I bought mine in 2001 for £270 and decided on a no maintenance policy - just run until it died ( origional plug, no fresh water flush, etc ). Its used most weekends from April to October on my Avon tender ( now 22 years old ). Last year (2009) at the start of the season the Yam refused to start for the first time ever, was seized and could not pull the starter cord. I used lots of WD40 and a wheelie bin full of fresh water to free out and get running. In Oct 2009 I did put it in the wheelie bin of fresh water and flush before putting away and it started first time this season and running as good as ever.

Morale of story - just worry about flushing through with fresh water at end of the season and forget the hassle of doing weekly. Pity they don't still build engines like this any longer.
 
Much as I'd like to flush mine every time I use it, my Yamaha 4Hp 2 stroke lives on the boat so my experience is the same as fmoran's... it gets serviced at the start of the season, and flushed with fresh water at the end of the season... and that's it.. seems to be OK on it.
 
If you were to remove the prop, then perhaps you could flush it in a bucket of water ?

Rainwater, or tap water if it's soft, is the best stuff to use.

That's what I do, every few weeks, seems ok so far.
Prop comes off with just a pair of pliers on the split pin, so no hassle.
I use warm water, dunno if it really helps dissolve the salt?
 
That's what I do, every few weeks, seems ok so far.
Prop comes off with just a pair of pliers on the split pin, so no hassle.
I use warm water, dunno if it really helps dissolve the salt?

Thanks for the ideas,

I like the prop -off suggestion, nice & easy and a 2 gallon bucket will probably be OK for the job.

The idea of modifying the lower leg is now firmly off the agenda ;)

Graeme
 
The idea of modifying the lower leg is now firmly off the agenda
Probably wise.

You would either have to make provision to screw a hose tail into a cavity in the lower unit between water intakes and pump or devise some way of connecting to the power head. You could not simply connect to the leg as that is not much more than a glorified exhaust pipe. The water passes up a small tube inside it.
 
After doing a rebuild (which was no doubt a bit overkill), I did find that the waterways going to the cylinder head are pretty small on diddy outboards (2-3hp) so for that reason I flush mine through whenever there is an opportunity. (Fortunately the sailing club have a couple of drums for the purpose).
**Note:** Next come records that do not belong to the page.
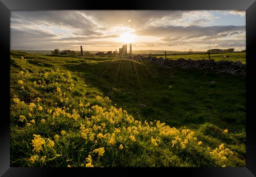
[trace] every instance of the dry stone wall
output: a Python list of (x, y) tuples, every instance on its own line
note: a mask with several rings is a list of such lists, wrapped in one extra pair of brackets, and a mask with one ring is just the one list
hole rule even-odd
[[(135, 60), (141, 61), (145, 60), (147, 57), (140, 55), (135, 56), (133, 57)], [(162, 57), (157, 58), (156, 57), (149, 57), (146, 61), (160, 63), (164, 60)], [(161, 67), (170, 68), (180, 67), (184, 69), (189, 67), (194, 67), (198, 69), (206, 69), (215, 71), (219, 73), (226, 73), (231, 74), (245, 74), (246, 65), (243, 64), (240, 61), (233, 62), (232, 61), (215, 61), (213, 59), (193, 60), (191, 59), (185, 59), (180, 58), (177, 60), (167, 59), (163, 63)]]

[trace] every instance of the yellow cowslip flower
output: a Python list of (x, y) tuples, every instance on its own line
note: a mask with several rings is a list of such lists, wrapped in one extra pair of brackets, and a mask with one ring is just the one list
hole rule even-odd
[(60, 88), (59, 88), (59, 87), (57, 88), (57, 91), (59, 92), (61, 92), (60, 90)]
[(127, 127), (127, 132), (128, 132), (128, 133), (132, 133), (132, 129), (130, 127)]
[(91, 164), (91, 163), (89, 162), (85, 164), (85, 167), (93, 167), (93, 166)]
[(40, 159), (40, 161), (43, 162), (45, 162), (45, 158), (46, 158), (46, 156), (43, 156)]
[(20, 101), (20, 99), (19, 98), (14, 98), (13, 99), (13, 101), (17, 103), (17, 104), (19, 103)]
[(39, 106), (38, 107), (38, 109), (39, 109), (40, 111), (42, 111), (43, 110), (43, 107), (41, 106)]
[(20, 121), (21, 121), (22, 122), (23, 122), (23, 121), (26, 119), (26, 117), (25, 117), (24, 116), (22, 116), (20, 115), (20, 119), (19, 120)]
[(113, 137), (112, 137), (111, 138), (111, 139), (110, 139), (110, 140), (109, 140), (109, 141), (108, 142), (108, 143), (109, 144), (111, 144), (112, 145), (115, 144), (115, 139), (114, 139), (114, 138), (115, 138), (114, 136)]
[(98, 153), (99, 155), (101, 156), (103, 155), (103, 153), (105, 152), (104, 148), (100, 148), (98, 149), (95, 149), (93, 151), (95, 153)]
[(53, 141), (52, 141), (50, 139), (47, 140), (47, 147), (50, 148), (51, 147), (53, 147), (54, 146), (54, 142)]
[(175, 140), (172, 140), (172, 147), (173, 148), (174, 147), (174, 145), (176, 144), (177, 143), (177, 142), (175, 141)]
[(91, 158), (91, 156), (90, 155), (88, 155), (88, 157), (85, 159), (86, 160), (86, 162), (87, 163), (92, 163), (93, 162), (93, 160)]
[(120, 132), (120, 130), (119, 129), (117, 129), (116, 128), (115, 128), (115, 130), (114, 131), (114, 132), (115, 133), (118, 133)]
[(82, 138), (86, 139), (87, 138), (87, 135), (86, 133), (82, 132), (81, 133), (81, 136)]
[(60, 131), (60, 133), (62, 135), (66, 135), (66, 131), (65, 130), (61, 130)]
[(30, 103), (29, 104), (29, 107), (31, 108), (33, 108), (36, 107), (34, 103)]
[(182, 141), (180, 142), (180, 146), (181, 146), (182, 149), (185, 149), (185, 148), (186, 147), (185, 144), (184, 144)]
[(101, 133), (99, 133), (98, 134), (98, 135), (97, 135), (97, 138), (100, 139), (101, 139), (102, 138), (103, 138), (103, 135)]
[(59, 139), (59, 136), (58, 135), (55, 135), (53, 137), (56, 141), (58, 141)]
[(35, 99), (35, 100), (37, 100), (37, 101), (39, 102), (39, 101), (40, 101), (41, 99), (41, 98), (39, 98), (39, 97), (37, 97), (37, 98), (36, 98), (36, 99)]
[(221, 143), (219, 146), (219, 149), (220, 150), (222, 150), (223, 149), (224, 149), (224, 143)]
[(37, 155), (34, 155), (31, 156), (29, 160), (31, 161), (32, 163), (33, 163), (35, 161), (38, 160), (39, 158)]
[(129, 136), (129, 138), (130, 138), (132, 141), (136, 141), (136, 139), (133, 135), (130, 135), (130, 136)]
[(33, 143), (33, 146), (34, 147), (33, 151), (35, 151), (37, 152), (39, 152), (41, 150), (43, 150), (42, 145), (45, 144), (45, 139), (41, 137), (39, 135), (33, 135), (34, 139), (32, 140)]

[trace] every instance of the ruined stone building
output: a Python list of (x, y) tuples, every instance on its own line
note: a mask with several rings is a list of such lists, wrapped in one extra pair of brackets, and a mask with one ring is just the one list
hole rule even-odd
[(123, 45), (122, 48), (119, 49), (119, 57), (121, 58), (122, 57), (127, 56), (127, 44)]
[(83, 48), (82, 48), (82, 46), (80, 46), (80, 48), (81, 50), (81, 55), (83, 55)]
[(104, 52), (99, 52), (95, 53), (95, 55), (104, 55), (104, 54), (105, 53), (104, 53)]

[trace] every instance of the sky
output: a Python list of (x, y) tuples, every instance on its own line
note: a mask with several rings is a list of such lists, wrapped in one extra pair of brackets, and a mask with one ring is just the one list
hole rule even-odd
[(246, 49), (245, 11), (11, 11), (11, 49)]

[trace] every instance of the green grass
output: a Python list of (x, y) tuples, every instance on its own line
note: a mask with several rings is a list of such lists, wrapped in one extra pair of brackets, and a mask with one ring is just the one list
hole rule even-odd
[[(153, 71), (156, 64), (111, 57), (64, 57), (17, 52), (11, 55), (11, 166), (79, 167), (81, 164), (84, 166), (89, 155), (95, 166), (245, 166), (244, 76), (193, 68)], [(20, 80), (22, 85), (18, 83)], [(217, 84), (210, 85), (210, 81)], [(37, 97), (41, 99), (39, 102), (35, 100)], [(14, 102), (15, 98), (24, 104)], [(36, 107), (32, 111), (29, 105), (32, 102)], [(85, 106), (87, 103), (89, 106)], [(139, 107), (140, 104), (147, 107)], [(57, 107), (62, 111), (58, 111)], [(54, 112), (59, 112), (59, 115), (54, 116)], [(107, 116), (109, 114), (112, 116)], [(20, 115), (26, 120), (19, 121)], [(35, 124), (26, 126), (26, 122), (33, 119)], [(148, 126), (145, 120), (152, 124)], [(163, 122), (165, 124), (160, 124)], [(81, 137), (81, 124), (91, 132), (86, 133), (86, 138)], [(102, 127), (98, 129), (94, 125)], [(174, 127), (178, 131), (170, 129)], [(121, 131), (114, 133), (114, 136), (96, 137), (99, 133), (111, 134), (116, 128)], [(194, 132), (192, 137), (197, 140), (181, 133), (187, 129)], [(224, 132), (226, 129), (227, 133)], [(62, 130), (67, 134), (62, 135)], [(33, 151), (34, 134), (45, 141), (54, 141), (54, 146), (48, 147), (46, 143), (39, 152)], [(59, 140), (54, 138), (56, 135)], [(129, 138), (131, 135), (136, 141)], [(177, 135), (183, 142), (188, 140), (184, 148), (178, 140), (173, 147), (172, 141)], [(152, 136), (158, 140), (156, 146)], [(114, 144), (109, 143), (111, 138)], [(198, 145), (200, 141), (202, 144)], [(219, 152), (218, 147), (222, 143), (234, 153), (225, 155), (226, 160), (210, 153), (216, 148)], [(105, 151), (99, 160), (93, 151), (101, 147)], [(33, 162), (29, 159), (35, 155), (39, 159)], [(40, 160), (44, 156), (45, 161)]]
[[(226, 55), (229, 56), (229, 57), (226, 58)], [(152, 55), (154, 56), (154, 55)], [(157, 56), (157, 57), (162, 57), (165, 58), (165, 55)], [(246, 53), (212, 53), (210, 54), (211, 59), (213, 59), (216, 61), (221, 60), (232, 61), (234, 62), (240, 61), (243, 64), (246, 63)], [(200, 60), (204, 59), (206, 60), (209, 59), (208, 54), (189, 54), (189, 55), (167, 55), (166, 58), (170, 59), (177, 59), (179, 58), (183, 58), (185, 59), (190, 58), (192, 60)]]

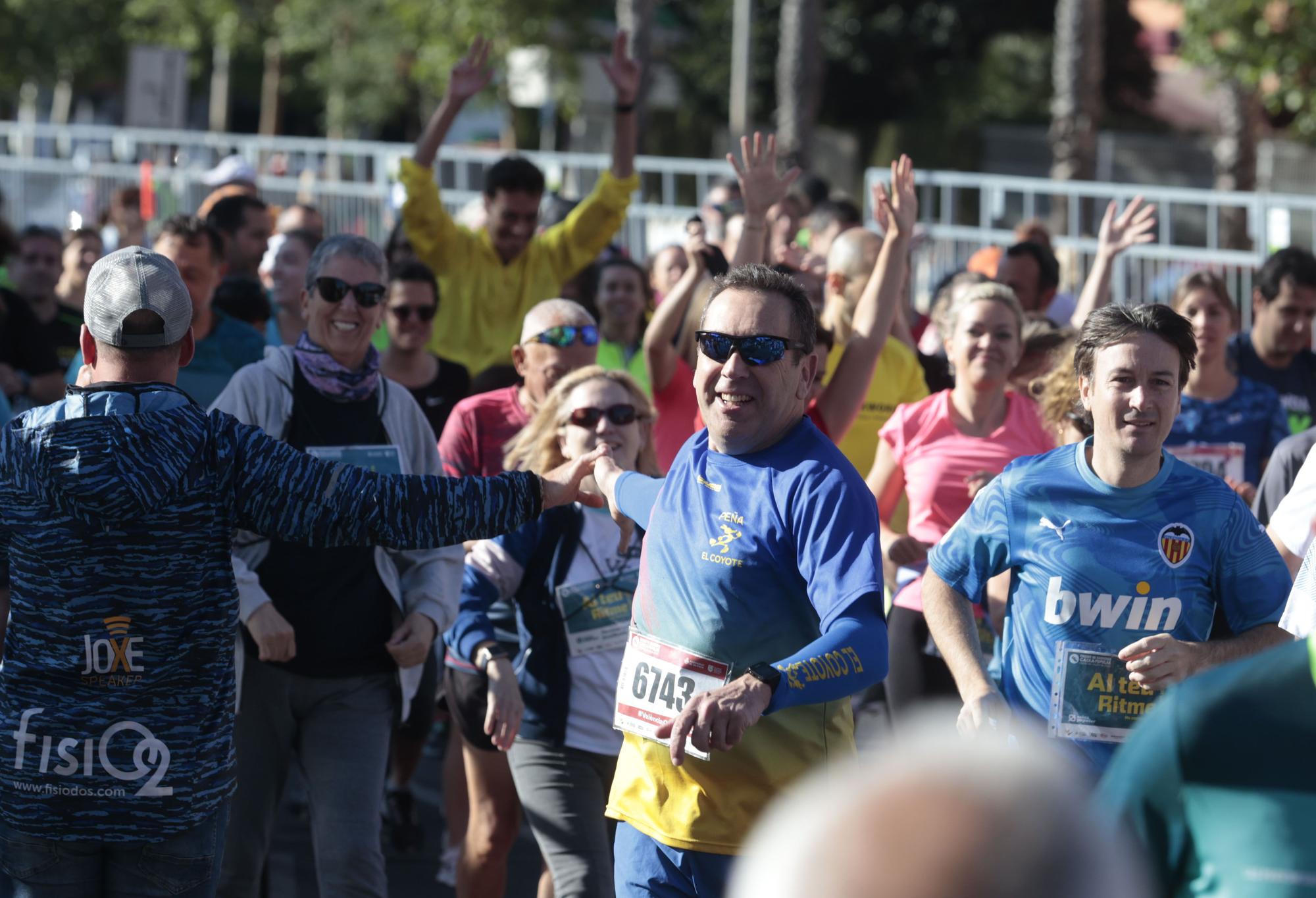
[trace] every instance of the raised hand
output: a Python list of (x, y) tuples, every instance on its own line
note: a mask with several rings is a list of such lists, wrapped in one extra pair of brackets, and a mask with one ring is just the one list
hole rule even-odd
[(767, 136), (766, 147), (759, 132), (754, 132), (753, 146), (747, 136), (741, 137), (741, 162), (736, 162), (736, 157), (730, 153), (726, 154), (726, 161), (732, 163), (740, 180), (746, 219), (766, 216), (800, 176), (799, 167), (791, 169), (784, 175), (776, 174), (775, 134)]
[(1142, 207), (1142, 198), (1134, 196), (1133, 201), (1124, 207), (1124, 212), (1115, 215), (1119, 208), (1115, 200), (1105, 207), (1101, 216), (1101, 229), (1096, 234), (1098, 253), (1115, 257), (1137, 244), (1150, 244), (1155, 240), (1152, 230), (1155, 228), (1155, 205)]
[(603, 72), (617, 92), (617, 105), (630, 105), (640, 93), (640, 76), (644, 68), (626, 53), (626, 33), (617, 32), (612, 38), (612, 58), (603, 61)]
[(458, 103), (465, 103), (488, 87), (494, 78), (494, 70), (488, 66), (491, 42), (483, 36), (476, 36), (471, 42), (471, 49), (453, 66), (447, 78), (447, 96)]
[(901, 154), (891, 163), (891, 190), (873, 186), (873, 217), (888, 237), (912, 237), (919, 221), (919, 194), (913, 187), (913, 161)]

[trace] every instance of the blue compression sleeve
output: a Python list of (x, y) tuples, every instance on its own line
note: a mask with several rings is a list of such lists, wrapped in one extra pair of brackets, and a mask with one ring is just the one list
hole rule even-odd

However I wouldn't lose too much sleep if I couldn't. My engine has survived periods where flushing wasn't an option and also, now I know how it works internally, if it did start playing up, It could be repaired in a couple of hours.

Those little 2-strokes are great little workhorses.
 
very forgiving

these engines are very forgiving. I flush ours only at the end of the season in the boatyard's outboard tank, then clean the plug and check the propeller. It always starts 1st or 2nd pull next spring, and seems to pump through enough water.

It dropped off the Avon one day (the bracket broke), still running under water for a while before I pulled it up on its rope. After quickly getting out the plug I flushed it dozens of times with WD40, and it restarted.

Gordon
 
Probably wise.

You would either have to make provision to screw a hose tail into a cavity in the lower unit between water intakes and pump or devise some way of connecting to the power head. You could not simply connect to the leg as that is not much more than a glorified exhaust pipe. The water passes up a small tube inside it.

I've had the whole thing to pieces a couple of times- replacing the water tube as well as assorted seals / gaskets. That can be done with a decent Phillips screwdriver and a couple of 10mm sockets- on a pontoon on one occasion ;-) .
The torque settings for the M6 bolts on the cylinder casting are tiny, but I still don't like disturbing anything with small thread forms in fairly antique alloy.
It would have been easier to put a threaded connection into the flat "labyrinth" exhaust block under the powerhead- but that would have left the impeller almost certainly dry.
One split pin /prop off sounds THE way to do this.